It’s hard to believe that it has been twenty years since WWE launched its second weekly show (we’re not counting Sunday Night Heat). Despite the ludicrous name coined by Dwayne “The Rock” Johnson, Smackdown has had more than its fair share of huge moments over the years, especially from an in-ring point of view. IN fact, often while Raw has been positioned as the “sports entertainment” product, Smackdown has ben it’s polar opposite offering a more sports orientated style, and a bigger focus on what actually happens in the squared circle. This is still WWE, so I’m not suggesting there hasn’t been a myriad of bizarre, ridiculous, and even sublimely stupid moments on the blue brand, because there definitely has been. However, Smackdown has delivered so many different things over the years that it is only right that WWE have marked the occasion by releasing a collection of the very best or certainly most memorable matches and moments from the show’s history.
The first disc of the this set focuses on the chaotic first five to six years of Smackdown’s history, which is a fitting representation of how absolutely chaotic this brand was during those years. This is a very attitude-era heavy collection, with The Rock vs Triple H on the very first show featuring Shawn Michaels as guest referee a particularly memorable bout, and the inclusion of the Crash Holly 24/7 hardcore title defences feel timely given how hard they’ve tried to replicate that concept with the modern-day 24/7 belt. Chris Jericho vs Rhyno has the iconic spot that everyone remembers, before we move into the post-Invasion era. There is a heavy focus on some of the respective rises of Brock Lesnar, John Cena and Eddie Guerrero who all had major roles in the most iconic segments and matches in Smackdown history. Of course this time period also encapsulates the much loved “Smackdown Six”, but naturally a lot of that is glossed over due to the involvement of Chris Benoit. Unfortunately, Benoit was a huge part of Smackdown in its first few years and having to moat him, for obvious reasons, limits what can be included. The historic post-9/11 episode is also covered, which I’m sure was very much expected by anyone watching this release.
Disc two, by contrast covers a much longer period of time, but the moments that have been chosen are farther apart. CM Punk vs Jeff Hardy in steel cage from 2009, Randy Orton vs Christian from 2011, Edge’s retirement, and the first ever non-PPV women’s Money in the Bank Ladder match are all highlights for different reasons, but the tone is less frantic than those early years. I did enjoy that the big unexpected title changes featuring Jinder Mahal, AJ Styles and Daniel Bryan all made the cut as those were genuinely exhilarating snippets from a Smackdown brand that has produced lots of good matches, but not so many stand-out segments or matches over the past few years. It’s more consistent, but it lacks some of the crazy energy of the past.

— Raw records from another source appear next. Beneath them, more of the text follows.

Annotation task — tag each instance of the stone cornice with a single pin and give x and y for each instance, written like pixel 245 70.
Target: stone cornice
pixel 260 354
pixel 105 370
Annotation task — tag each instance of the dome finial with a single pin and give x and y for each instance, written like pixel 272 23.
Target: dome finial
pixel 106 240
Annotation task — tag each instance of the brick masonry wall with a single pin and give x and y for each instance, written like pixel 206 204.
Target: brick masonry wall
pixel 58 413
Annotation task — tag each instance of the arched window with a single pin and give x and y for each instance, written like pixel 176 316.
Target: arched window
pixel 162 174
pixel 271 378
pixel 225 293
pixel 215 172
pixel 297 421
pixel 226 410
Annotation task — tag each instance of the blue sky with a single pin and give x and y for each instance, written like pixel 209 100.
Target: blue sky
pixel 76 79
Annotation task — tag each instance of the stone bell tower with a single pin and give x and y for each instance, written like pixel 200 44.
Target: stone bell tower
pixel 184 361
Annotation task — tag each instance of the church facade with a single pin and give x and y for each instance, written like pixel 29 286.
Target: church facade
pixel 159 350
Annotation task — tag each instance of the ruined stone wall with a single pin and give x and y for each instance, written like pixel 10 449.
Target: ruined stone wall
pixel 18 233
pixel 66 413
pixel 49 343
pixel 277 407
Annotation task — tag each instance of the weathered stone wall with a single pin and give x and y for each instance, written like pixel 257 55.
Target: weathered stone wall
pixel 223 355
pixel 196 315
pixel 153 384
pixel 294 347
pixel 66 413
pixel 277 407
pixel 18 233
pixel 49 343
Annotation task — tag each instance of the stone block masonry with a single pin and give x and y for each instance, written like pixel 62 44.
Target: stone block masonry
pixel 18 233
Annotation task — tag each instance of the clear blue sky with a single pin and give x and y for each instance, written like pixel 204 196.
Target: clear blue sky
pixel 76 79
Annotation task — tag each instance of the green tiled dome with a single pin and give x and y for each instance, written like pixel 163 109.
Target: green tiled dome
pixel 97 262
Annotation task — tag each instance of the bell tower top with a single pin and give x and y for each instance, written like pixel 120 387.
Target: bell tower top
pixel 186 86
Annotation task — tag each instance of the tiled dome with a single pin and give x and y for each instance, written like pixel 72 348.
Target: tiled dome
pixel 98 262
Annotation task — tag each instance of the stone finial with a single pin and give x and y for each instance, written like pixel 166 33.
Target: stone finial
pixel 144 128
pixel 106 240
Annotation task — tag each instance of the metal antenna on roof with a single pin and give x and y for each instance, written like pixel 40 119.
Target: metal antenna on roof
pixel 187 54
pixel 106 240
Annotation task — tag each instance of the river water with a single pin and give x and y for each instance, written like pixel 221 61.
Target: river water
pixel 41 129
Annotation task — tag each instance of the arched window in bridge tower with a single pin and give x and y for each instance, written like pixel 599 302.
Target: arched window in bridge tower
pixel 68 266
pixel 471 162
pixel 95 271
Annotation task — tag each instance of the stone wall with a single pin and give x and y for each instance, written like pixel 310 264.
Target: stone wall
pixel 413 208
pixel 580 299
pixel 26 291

WWE’s Smackdown 20th Anniversary DVD set is pretty much what you would have come to expect from the company. I could have done with more from The Undertaker’s stellar, if not sometimes bonkers run from 2004 to around 2010, but I appreciate the time constraints a two-disc DVD creates. However, the three-disc 10th anniversary set contained a far greater variety, perhaps unburdened by the wealth of choice cuts available. It’s definitely enjoyable, and nothing on this set feels out of place or as though it has been inserted as filler, but I can’t help but feel the company could have done a bit more. Still, if you want a potted history of Smackdown, you could do far worse.